Entering edit mode
16 months ago
Manuel Sokolov Ravasqueira
▴
110
Hi,
I am following the GATK best practices pipeline for variant calling starting from targeted sequencing bam and bai files using the hg19 reference. When applying GATK Mutect2 got the following error
A USER ERROR has occurred: Input files reference and features have incompatible contigs: No
overlapping contigs found.
reference contigs = [chr1, chr2, chr3, chr4, chr5, chr6, chr7, chrX, chr8, chr9, chr10, chr11, chr12, chr13,
chr14, chr15, chr16, chr17, chr18, chr20, chrY, chr19, chr22, chr21, chr6_ssto_hap7, chr6_mcf_hap5,
chr6_cox_hap2, chr6_mann_hap4, chr6_apd_hap1, chr6_qbl_hap6, chr6_dbb_hap3, chr17_ctg5_hap1,
chr4_ctg9_hap1, chr1_gl000192_random, chrUn_gl000225, chr4_gl000194_random,
chr4_gl000193_random, chr9_gl000200_random, chrUn_gl000222, chrUn_gl000212,
chr7_gl000195_random, chrUn_gl000223, chrUn_gl000224, chrUn_gl000219, chr17_gl000205_random,
chrUn_gl000215, chrUn_gl000216, chrUn_gl000217, chr9_gl000199_random, chrUn_gl000211,
chrUn_gl000213, chrUn_gl000220, chrUn_gl000218, chr19_gl000209_random, chrUn_gl000221,
chrUn_gl000214, chrUn_gl000228, chrUn_gl000227, chr1_gl000191_random, chr19_gl000208_random,
chr9_gl000198_random, chr17_gl000204_random, chrUn_gl000233, chrUn_gl000237, chrUn_gl000230,
chrUn_gl000242, chrUn_gl000243, chrUn_gl000241, chrUn_gl000236, chrUn_gl000240,
chr17_gl000206_random, chrUn_gl000232, chrUn_gl000234, chr11_gl000202_random, chrUn_gl000238,
chrUn_gl000244, chrUn_gl000248, chr8_gl000196_random, chrUn_gl000249, chrUn_gl000246,
chr17_gl000203_random, chr8_gl000197_random, chrUn_gl000245, chrUn_gl000247,
chr9_gl000201_random, chrUn_gl000235, chrUn_gl000239, chr21_gl000210_random, chrUn_gl000231,
chrUn_gl000229, chrM, chrUn_gl000226, chr18_gl000207_random]

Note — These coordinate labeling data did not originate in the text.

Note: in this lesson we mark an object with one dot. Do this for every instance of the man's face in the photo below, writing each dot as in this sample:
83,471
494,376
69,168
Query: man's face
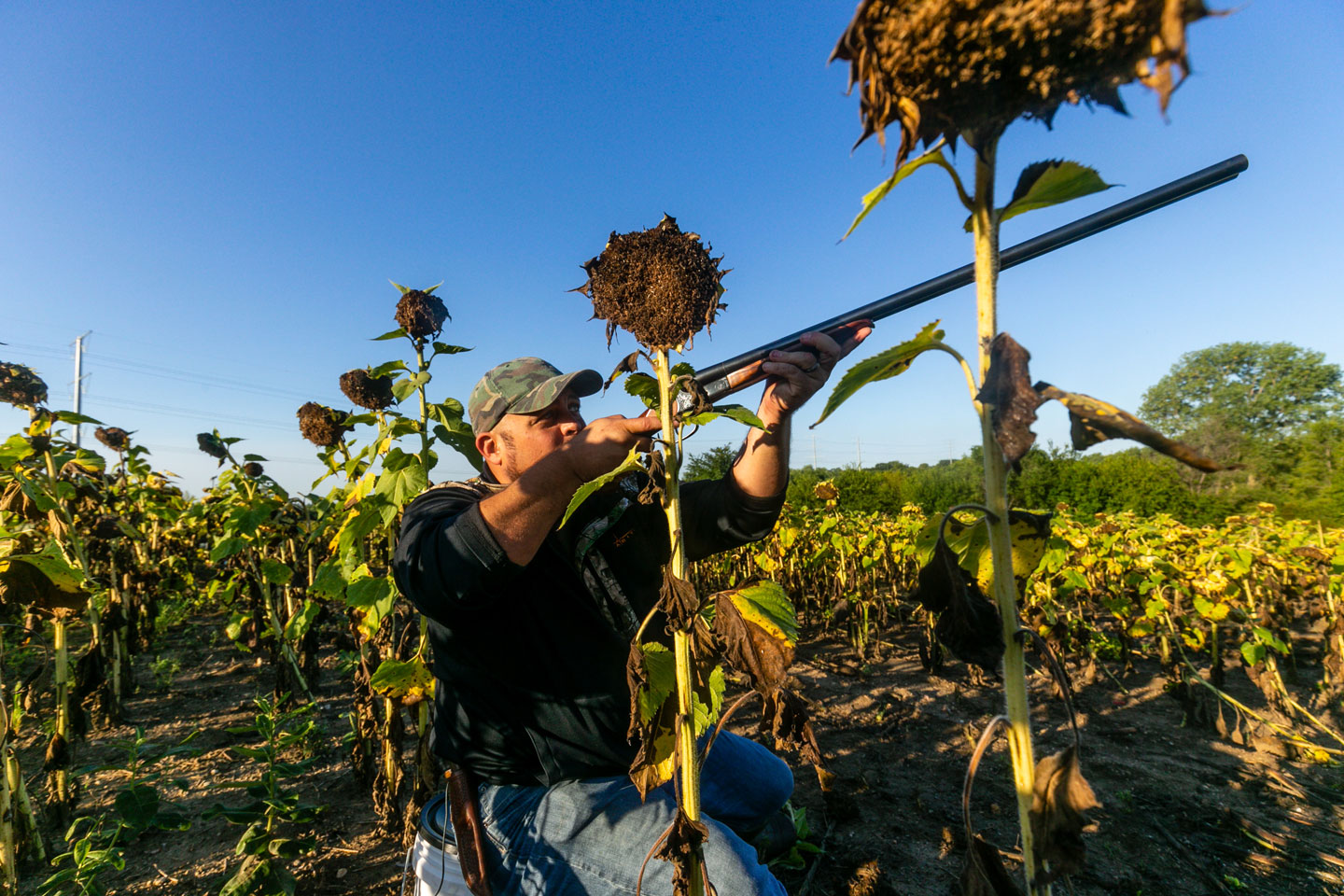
522,440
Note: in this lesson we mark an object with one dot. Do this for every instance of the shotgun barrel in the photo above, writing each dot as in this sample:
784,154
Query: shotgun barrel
742,371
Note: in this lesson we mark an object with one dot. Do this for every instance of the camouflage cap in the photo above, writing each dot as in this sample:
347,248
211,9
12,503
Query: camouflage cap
523,385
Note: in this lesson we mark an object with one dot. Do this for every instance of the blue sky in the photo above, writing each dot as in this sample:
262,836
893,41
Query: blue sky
222,191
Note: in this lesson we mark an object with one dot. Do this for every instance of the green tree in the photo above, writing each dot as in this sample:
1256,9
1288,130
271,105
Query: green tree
1262,391
710,465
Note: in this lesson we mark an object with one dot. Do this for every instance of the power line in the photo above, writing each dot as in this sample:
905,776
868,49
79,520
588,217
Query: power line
164,410
186,376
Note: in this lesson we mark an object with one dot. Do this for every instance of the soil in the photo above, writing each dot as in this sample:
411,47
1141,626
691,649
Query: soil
1185,810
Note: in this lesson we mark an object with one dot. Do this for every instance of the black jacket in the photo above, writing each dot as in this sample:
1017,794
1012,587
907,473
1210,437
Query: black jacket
531,660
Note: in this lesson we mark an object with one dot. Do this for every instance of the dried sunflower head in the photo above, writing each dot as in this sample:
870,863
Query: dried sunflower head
320,425
372,392
657,284
19,385
947,67
421,315
113,437
211,445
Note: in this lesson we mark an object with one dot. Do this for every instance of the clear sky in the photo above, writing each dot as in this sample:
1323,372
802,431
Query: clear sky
220,191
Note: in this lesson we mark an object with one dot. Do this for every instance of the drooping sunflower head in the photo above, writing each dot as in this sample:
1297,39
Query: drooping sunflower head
113,437
19,385
372,392
947,67
320,425
657,284
421,314
213,445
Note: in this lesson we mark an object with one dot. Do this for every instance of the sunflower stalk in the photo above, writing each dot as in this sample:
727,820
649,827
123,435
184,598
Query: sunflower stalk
1004,593
61,776
689,767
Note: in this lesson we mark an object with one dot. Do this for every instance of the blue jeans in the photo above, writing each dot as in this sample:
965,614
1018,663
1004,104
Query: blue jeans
589,837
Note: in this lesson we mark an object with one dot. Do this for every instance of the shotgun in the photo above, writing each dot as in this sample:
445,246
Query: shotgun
739,372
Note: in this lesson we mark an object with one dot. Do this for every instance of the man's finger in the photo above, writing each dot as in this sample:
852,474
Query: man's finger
643,425
828,351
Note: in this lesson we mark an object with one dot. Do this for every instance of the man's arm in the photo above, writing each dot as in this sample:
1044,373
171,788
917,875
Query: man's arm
794,376
523,513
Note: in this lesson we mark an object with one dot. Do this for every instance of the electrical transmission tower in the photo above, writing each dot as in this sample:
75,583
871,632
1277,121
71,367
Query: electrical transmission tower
79,376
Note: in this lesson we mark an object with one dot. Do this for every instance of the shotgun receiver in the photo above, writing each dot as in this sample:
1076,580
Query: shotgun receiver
739,372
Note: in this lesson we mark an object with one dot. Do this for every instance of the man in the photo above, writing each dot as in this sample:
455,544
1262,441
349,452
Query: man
531,627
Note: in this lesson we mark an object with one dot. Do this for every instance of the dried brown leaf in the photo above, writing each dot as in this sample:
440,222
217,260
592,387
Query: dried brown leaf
1007,391
683,841
968,623
984,874
1058,804
678,601
749,648
1094,421
787,718
629,364
26,586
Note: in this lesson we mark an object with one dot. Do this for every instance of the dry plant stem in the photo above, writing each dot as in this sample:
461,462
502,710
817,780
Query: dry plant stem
8,883
23,806
272,614
689,768
61,777
996,498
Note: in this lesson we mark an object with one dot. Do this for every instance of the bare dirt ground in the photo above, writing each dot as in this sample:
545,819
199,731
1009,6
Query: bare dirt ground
1185,810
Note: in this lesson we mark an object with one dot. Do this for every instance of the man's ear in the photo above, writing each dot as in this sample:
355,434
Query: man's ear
488,445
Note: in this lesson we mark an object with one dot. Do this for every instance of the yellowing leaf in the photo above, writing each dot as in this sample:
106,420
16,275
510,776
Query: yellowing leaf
883,366
397,679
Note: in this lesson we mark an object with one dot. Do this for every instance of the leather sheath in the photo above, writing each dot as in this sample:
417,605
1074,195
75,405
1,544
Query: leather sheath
465,810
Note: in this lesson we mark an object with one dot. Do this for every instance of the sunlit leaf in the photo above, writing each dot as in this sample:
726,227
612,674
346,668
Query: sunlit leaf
758,630
301,621
883,366
879,192
275,572
398,679
628,465
733,412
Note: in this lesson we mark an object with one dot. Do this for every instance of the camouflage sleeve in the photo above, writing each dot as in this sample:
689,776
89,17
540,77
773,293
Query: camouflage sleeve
720,516
446,559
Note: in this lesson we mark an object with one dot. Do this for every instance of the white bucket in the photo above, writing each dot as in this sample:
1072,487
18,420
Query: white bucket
434,857
437,869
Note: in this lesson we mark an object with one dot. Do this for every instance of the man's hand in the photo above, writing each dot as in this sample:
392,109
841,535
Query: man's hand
796,376
599,446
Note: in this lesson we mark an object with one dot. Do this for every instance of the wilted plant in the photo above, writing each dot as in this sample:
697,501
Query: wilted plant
384,479
113,437
947,69
321,425
19,385
663,287
274,816
370,392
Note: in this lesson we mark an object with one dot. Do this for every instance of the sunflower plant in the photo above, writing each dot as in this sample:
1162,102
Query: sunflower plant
947,70
663,287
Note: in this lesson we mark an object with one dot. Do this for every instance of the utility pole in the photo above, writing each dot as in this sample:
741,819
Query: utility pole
79,376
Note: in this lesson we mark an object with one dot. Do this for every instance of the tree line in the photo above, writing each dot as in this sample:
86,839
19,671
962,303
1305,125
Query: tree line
1271,410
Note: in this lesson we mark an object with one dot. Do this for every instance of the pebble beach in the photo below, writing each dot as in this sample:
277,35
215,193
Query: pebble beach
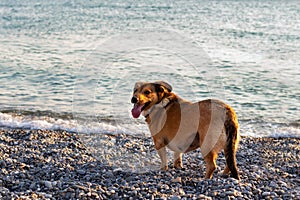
42,164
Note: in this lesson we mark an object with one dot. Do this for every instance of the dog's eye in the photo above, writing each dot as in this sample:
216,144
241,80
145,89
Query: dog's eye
147,92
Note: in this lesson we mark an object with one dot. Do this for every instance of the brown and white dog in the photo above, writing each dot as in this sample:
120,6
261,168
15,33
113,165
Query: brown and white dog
183,126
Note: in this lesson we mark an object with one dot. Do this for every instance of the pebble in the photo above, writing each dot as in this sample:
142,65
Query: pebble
40,164
48,184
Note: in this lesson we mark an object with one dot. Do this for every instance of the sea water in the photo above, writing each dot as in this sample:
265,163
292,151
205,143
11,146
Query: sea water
71,65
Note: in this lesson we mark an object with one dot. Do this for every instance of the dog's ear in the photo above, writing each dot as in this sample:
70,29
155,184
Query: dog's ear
164,85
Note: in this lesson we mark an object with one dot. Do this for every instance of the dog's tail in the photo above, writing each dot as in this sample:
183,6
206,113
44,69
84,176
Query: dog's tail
232,133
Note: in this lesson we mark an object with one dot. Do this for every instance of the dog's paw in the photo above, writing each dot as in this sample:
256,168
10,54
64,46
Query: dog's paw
164,168
178,164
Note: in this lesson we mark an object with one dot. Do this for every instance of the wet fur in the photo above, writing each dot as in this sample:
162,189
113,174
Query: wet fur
183,126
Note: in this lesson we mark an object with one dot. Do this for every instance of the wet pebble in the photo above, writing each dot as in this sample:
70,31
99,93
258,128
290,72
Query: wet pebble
56,164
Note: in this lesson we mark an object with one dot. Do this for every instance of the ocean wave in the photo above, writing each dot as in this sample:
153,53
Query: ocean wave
106,125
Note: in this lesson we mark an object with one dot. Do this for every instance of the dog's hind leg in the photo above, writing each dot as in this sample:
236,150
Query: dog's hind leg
162,152
210,160
178,160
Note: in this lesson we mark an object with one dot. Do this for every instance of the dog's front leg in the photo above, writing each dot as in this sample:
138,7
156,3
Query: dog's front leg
162,152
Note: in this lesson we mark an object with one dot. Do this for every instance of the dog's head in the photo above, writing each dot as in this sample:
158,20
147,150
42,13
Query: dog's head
145,95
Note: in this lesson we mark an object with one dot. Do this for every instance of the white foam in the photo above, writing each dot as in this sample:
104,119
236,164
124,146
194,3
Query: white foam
136,128
49,123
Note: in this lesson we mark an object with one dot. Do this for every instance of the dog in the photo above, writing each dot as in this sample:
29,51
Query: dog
183,126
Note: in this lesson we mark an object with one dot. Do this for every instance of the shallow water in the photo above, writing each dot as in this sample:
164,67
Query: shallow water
72,65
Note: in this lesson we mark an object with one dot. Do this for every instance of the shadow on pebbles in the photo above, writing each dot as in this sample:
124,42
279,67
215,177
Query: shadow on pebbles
41,164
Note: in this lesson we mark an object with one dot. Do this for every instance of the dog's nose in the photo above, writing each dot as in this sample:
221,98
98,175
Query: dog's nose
133,100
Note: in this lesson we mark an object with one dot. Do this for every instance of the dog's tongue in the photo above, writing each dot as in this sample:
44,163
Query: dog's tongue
136,110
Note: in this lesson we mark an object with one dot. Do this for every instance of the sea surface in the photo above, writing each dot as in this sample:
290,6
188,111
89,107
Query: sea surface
71,65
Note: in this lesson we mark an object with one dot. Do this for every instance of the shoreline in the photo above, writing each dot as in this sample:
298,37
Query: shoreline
43,164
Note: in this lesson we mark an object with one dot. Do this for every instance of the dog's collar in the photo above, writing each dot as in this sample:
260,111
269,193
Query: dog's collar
164,103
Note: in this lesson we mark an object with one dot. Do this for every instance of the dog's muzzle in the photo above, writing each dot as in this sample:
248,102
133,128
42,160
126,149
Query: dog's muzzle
134,100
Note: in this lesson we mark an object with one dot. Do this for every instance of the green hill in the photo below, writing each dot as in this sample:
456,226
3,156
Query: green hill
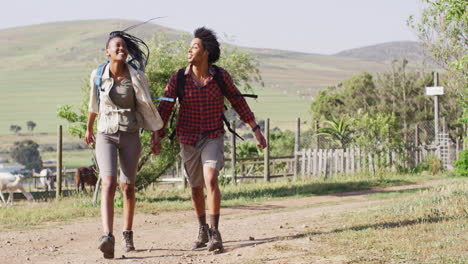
43,66
410,50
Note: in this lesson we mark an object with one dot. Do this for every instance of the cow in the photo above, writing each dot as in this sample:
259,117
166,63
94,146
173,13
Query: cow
12,182
85,175
47,179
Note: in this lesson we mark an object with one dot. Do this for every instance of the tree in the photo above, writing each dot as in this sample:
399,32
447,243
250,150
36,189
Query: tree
166,57
31,125
443,30
338,130
15,129
376,134
346,99
26,153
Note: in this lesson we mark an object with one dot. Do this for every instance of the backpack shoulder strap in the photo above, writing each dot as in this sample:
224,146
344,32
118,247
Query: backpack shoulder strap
98,80
180,83
222,84
219,79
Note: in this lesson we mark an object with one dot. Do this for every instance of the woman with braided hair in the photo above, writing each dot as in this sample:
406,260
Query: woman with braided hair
121,100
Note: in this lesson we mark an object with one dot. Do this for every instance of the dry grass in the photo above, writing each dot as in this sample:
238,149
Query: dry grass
424,227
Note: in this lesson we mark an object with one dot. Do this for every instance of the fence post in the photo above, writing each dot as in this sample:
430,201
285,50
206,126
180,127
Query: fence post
59,163
297,143
317,138
233,153
303,171
266,152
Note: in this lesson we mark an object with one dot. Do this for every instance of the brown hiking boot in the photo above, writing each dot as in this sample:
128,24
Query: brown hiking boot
106,245
128,237
202,238
215,243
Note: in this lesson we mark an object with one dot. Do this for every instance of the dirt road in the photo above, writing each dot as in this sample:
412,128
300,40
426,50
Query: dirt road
249,234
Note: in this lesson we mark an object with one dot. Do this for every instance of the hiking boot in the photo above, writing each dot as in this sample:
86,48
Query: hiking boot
215,243
106,245
128,237
202,238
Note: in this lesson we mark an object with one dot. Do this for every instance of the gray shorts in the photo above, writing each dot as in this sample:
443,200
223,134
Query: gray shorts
207,153
127,146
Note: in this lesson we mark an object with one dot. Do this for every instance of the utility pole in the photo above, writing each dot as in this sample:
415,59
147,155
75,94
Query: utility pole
435,91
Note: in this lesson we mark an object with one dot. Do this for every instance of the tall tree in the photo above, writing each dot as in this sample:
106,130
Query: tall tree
443,30
166,57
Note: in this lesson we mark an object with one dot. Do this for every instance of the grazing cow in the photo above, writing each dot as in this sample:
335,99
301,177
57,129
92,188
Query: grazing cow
85,175
11,182
47,179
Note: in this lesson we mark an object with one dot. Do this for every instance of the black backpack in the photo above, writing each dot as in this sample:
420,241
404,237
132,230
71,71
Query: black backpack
218,77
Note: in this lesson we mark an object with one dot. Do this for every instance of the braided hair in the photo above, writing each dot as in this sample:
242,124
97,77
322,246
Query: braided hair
137,48
209,42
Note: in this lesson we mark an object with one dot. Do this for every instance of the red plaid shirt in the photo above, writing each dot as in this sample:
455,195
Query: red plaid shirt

features contigs = [1, 2, 3, 4, 5, 6, 7, 8, 9, 10, 11, 12, 13, 14, 15, 16, 17, 18, 19, 20, 21, 22, X, Y, MT,
GL000207.1, GL000226.1, GL000229.1, GL000231.1, GL000210.1, GL000239.1, GL000235.1,
GL000201.1, GL000247.1, GL000245.1, GL000197.1, GL000203.1, GL000246.1, GL000249.1,
GL000196.1, GL000248.1, GL000244.1, GL000238.1, GL000202.1, GL000234.1, GL000232.1,
GL000206.1, GL000240.1, GL000236.1, GL000241.1, GL000243.1, GL000242.1, GL000230.1,
GL000237.1, GL000233.1, GL000204.1, GL000198.1, GL000208.1, GL000191.1, GL000227.1,
GL000228.1, GL000214.1, GL000221.1, GL000209.1, GL000218.1, GL000220.1, GL000213.1,
GL000211.1, GL000199.1, GL000217.1, GL000216.1, GL000215.1, GL000205.1, GL000219.1,
GL000224.1, GL000223.1, GL000195.1, GL000212.1, GL000222.1, GL000200.1, GL000193.1,
GL000194.1, GL000225.1, GL000192.1, NC_007605]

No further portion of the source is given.